Chloé Forette de Médecins du Monde
Parmi les profits particulièrement préjudiciables, celui de la production de médicaments a été étudié lors d’une table ronde dédiée. Chloé Forette de Médecins du Monde illustrait les dangers de la rentabilité des produits de santé en prenant l’exemple du Sofosbuvir. Un traitement utilisé pour soigner l’Hépatite C. « Le Sofosbuvir présente un taux d’efficacité de 90 %. Il s’agit d’une avancée considérable pour lutter contre l’Hépatite C, qui s’avère être une véritable pandémie ». Or, pour soigner l’ensemble des patients concernés, il faudrait compter environ 9 milliards d’euros. Soit à peu près le tiers de l’enveloppe gouvernementale consacrée aux médicaments. « Pour la première fois, le ministre de la Santé a donc du restreindre l’accès à un médicament. Ce qui entraîne une véritable perte de chance pour les malades. » Une tendance observée à l’échelle mondiale.

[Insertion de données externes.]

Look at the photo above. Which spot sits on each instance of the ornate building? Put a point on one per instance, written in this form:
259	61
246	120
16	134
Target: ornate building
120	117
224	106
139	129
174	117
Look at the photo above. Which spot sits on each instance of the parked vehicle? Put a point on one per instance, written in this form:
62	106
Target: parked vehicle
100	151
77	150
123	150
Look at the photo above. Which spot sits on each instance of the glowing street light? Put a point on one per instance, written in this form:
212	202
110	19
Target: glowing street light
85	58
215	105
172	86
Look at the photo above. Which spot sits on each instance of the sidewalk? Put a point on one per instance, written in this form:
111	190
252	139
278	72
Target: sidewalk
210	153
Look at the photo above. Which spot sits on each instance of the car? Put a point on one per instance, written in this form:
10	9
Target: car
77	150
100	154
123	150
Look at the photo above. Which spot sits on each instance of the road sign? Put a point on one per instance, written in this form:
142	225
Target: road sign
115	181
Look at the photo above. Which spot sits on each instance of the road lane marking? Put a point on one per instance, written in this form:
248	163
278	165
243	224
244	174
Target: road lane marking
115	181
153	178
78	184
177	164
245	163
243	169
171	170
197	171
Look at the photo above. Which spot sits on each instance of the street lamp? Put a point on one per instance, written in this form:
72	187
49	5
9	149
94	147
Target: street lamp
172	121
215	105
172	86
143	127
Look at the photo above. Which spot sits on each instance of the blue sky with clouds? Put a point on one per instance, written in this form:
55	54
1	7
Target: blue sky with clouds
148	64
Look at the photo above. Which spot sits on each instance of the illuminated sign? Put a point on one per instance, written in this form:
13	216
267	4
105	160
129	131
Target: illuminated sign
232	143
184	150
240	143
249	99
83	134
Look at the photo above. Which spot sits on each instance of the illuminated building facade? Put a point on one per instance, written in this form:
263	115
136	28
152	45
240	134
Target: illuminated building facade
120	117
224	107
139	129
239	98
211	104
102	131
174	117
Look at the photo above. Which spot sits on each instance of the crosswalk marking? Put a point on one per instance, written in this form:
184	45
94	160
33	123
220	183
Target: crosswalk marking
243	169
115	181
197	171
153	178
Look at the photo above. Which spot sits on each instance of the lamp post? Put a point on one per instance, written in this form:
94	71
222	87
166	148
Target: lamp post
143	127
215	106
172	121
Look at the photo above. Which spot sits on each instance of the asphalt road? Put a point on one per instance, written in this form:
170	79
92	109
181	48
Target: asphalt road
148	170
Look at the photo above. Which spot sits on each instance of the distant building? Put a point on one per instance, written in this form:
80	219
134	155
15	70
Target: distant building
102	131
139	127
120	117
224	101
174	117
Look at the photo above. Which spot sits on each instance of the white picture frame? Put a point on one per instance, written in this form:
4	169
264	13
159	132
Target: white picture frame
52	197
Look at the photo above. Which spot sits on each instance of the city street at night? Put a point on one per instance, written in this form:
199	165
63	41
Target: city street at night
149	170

« La question des prix exorbitants des médicaments se développe aussi pour d’autres traitements innovants, comme les anticancéreux. Il s’agit d’un enjeu crucial pour les États. » Gaëlle Krikorian, sociologue, dénonçait à ce sujet « les monopoles accordés à quelques firmes qui se retrouvent ainsi avec un pouvoir très important ». L’absence de régulation du prix de médicaments par la puissance publique a été unanimement dénoncé. Pour l’ensemble des intervenants, un changement de paradigme s’impose.

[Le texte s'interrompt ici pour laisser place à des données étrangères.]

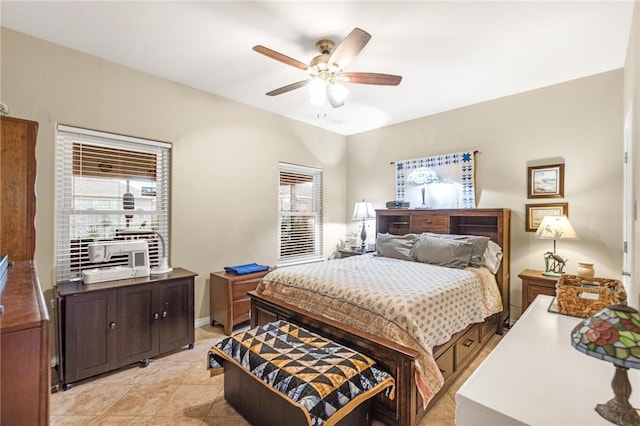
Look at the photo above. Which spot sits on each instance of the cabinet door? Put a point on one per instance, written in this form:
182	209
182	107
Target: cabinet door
138	319
176	314
91	327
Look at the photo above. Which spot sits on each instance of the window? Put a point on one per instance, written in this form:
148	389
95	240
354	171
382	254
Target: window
300	217
108	187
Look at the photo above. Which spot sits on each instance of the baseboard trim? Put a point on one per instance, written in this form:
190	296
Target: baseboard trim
201	322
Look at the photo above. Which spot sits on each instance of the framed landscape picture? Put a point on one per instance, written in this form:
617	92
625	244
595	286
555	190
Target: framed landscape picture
535	213
545	181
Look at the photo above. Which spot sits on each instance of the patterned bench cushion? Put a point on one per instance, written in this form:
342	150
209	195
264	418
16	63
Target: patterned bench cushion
326	379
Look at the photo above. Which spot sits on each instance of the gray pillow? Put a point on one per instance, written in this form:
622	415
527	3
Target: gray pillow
479	244
442	251
396	246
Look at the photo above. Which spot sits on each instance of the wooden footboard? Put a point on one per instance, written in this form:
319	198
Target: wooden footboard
407	408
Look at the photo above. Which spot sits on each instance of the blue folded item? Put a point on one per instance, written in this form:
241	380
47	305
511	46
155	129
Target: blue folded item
246	269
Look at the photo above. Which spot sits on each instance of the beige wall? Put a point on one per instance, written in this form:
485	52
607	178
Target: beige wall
632	95
224	158
579	122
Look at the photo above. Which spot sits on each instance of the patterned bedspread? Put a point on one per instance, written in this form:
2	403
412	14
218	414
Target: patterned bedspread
324	378
415	304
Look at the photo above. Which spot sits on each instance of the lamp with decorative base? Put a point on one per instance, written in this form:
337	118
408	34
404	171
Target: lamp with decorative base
556	228
363	210
613	335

Profiter de tous les carrefours d’expression
« Ce colloque nous a permis de nous réapproprier ensemble ces grandes thématiques de santé. D’en souligner les enjeux politiques et de les porter dans le débat public », a conclu la Vice-Présidente de la FMF. « Les Mutuelles de France et Médecins de Monde sont déterminés à poursuivre ces initiatives communes. Et à profiter de tous les espaces d’échange du mouvement social, de tous les carrefours d’expression pour faire entendre leur voix », a poursuivi Carole Hazé. Sandrine Simon, directrice santé et plaidoyer chez Médecins du Monde, a conclu en évoquant l’ensemble des défaillances et des inégalités révélées par la crise sanitaire. « Il est important d’en faire le diagnostic précis. Et de se baser sur ces conclusions pour refonder un système de santé réellement inclusif ».